Mon cœur bat contre mes tempes, sous ma langue et jusque dans mes mots. Zelda demeure silencieuse. Silencieuse et sereine. Je ne l'impressionne pas.

Une étincelle sournoise tremblote dans ses pupilles. Ses lèvres s'incurvent en un sourire carnassier dévoilant sa dentition parfaite, tel un prédateur.

—   Il t'a bien dressée, constate-t-elle en laissant paraître son mépris.

Je hausse les épaules.

—   Il s'est contenté d'appliquer vos méthodes.

Elle ne répond pas à la provocation et enchaîne directement.

—   Ma pauvre petite fille, ronronne-t-elle avec cruauté. Si faible. Si... fragile. Bien, puisque tu me le demandes, je vais te répondre. (Elle prononce ces mots comme si elle me faisait une faveur.) Oui, les Sénatrices sont à l'origine de l'attentat de Newton Park.
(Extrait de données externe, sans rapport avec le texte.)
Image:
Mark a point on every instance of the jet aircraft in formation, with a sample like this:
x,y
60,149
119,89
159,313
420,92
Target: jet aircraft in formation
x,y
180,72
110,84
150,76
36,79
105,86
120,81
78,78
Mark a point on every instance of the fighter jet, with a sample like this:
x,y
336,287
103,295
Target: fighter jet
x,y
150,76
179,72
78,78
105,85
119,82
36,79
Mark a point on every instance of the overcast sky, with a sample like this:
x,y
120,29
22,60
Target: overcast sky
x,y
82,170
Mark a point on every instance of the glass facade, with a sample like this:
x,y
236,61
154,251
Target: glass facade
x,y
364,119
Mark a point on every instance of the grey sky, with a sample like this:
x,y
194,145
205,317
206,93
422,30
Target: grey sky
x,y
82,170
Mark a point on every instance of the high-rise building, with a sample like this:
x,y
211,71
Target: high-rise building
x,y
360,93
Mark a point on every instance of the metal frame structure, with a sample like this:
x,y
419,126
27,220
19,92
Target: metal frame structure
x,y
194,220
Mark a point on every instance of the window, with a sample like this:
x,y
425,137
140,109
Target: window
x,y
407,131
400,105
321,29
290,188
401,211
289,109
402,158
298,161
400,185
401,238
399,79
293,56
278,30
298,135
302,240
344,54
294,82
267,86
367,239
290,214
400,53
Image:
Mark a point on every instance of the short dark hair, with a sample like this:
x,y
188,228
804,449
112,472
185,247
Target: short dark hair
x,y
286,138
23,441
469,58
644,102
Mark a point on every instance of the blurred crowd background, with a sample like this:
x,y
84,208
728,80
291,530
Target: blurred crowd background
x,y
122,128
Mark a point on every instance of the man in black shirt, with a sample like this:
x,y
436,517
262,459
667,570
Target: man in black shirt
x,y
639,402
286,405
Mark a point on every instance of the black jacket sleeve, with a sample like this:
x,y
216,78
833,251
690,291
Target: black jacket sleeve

Le maigre espoir qui subsistait encore en moi s'évapore. Un étau chauffé à blanc enserre douloureusement ma poitrine et m'empêche de respirer. Mes côtes appuient sur mes poumons, un alliage de tissus et d'os qui cherche à briser les lois de la physiologie. La vérité dans sa bouche est un phénomène si rare qu'il aspire l'oxygène de la pièce.

Le doute n'existe plus.

Mes ongles griffent les accoudoirs pour ralentir ma chute. Je tente de garder la tête haute tout en rassemblant ce qu'il reste de fonctionnel dans ma carcasse béante de mensonges. Toutes mes forces se conjuguent pour maintenir un calme froid sur mon visage. Ce n'est que le début du combat.

J'inspire profondément pour ne pas lui offrir ma détresse de visu. Cela ne la ferait que jubiler.

—   Comment est-ce possible ?

Ma mère soupire d'ennui. Son cynisme me met hors de moi.

—   Un fâcheux accident, explique-t-elle. Nous voulions simplement faire croire à un vol pour récupérer des informations dans le Cœur Informatique de l'école. Mais comme tu le sais fort bien, la bombe EM que nous avons utilisée présentait un défaut de transmission. Et l'opération a dégénéré.

—   Pourquoi aviez-vous besoin de ces informations ?

Elle pince les lèvres, réticente à continuer. Mes yeux la dissuadent de rester muette.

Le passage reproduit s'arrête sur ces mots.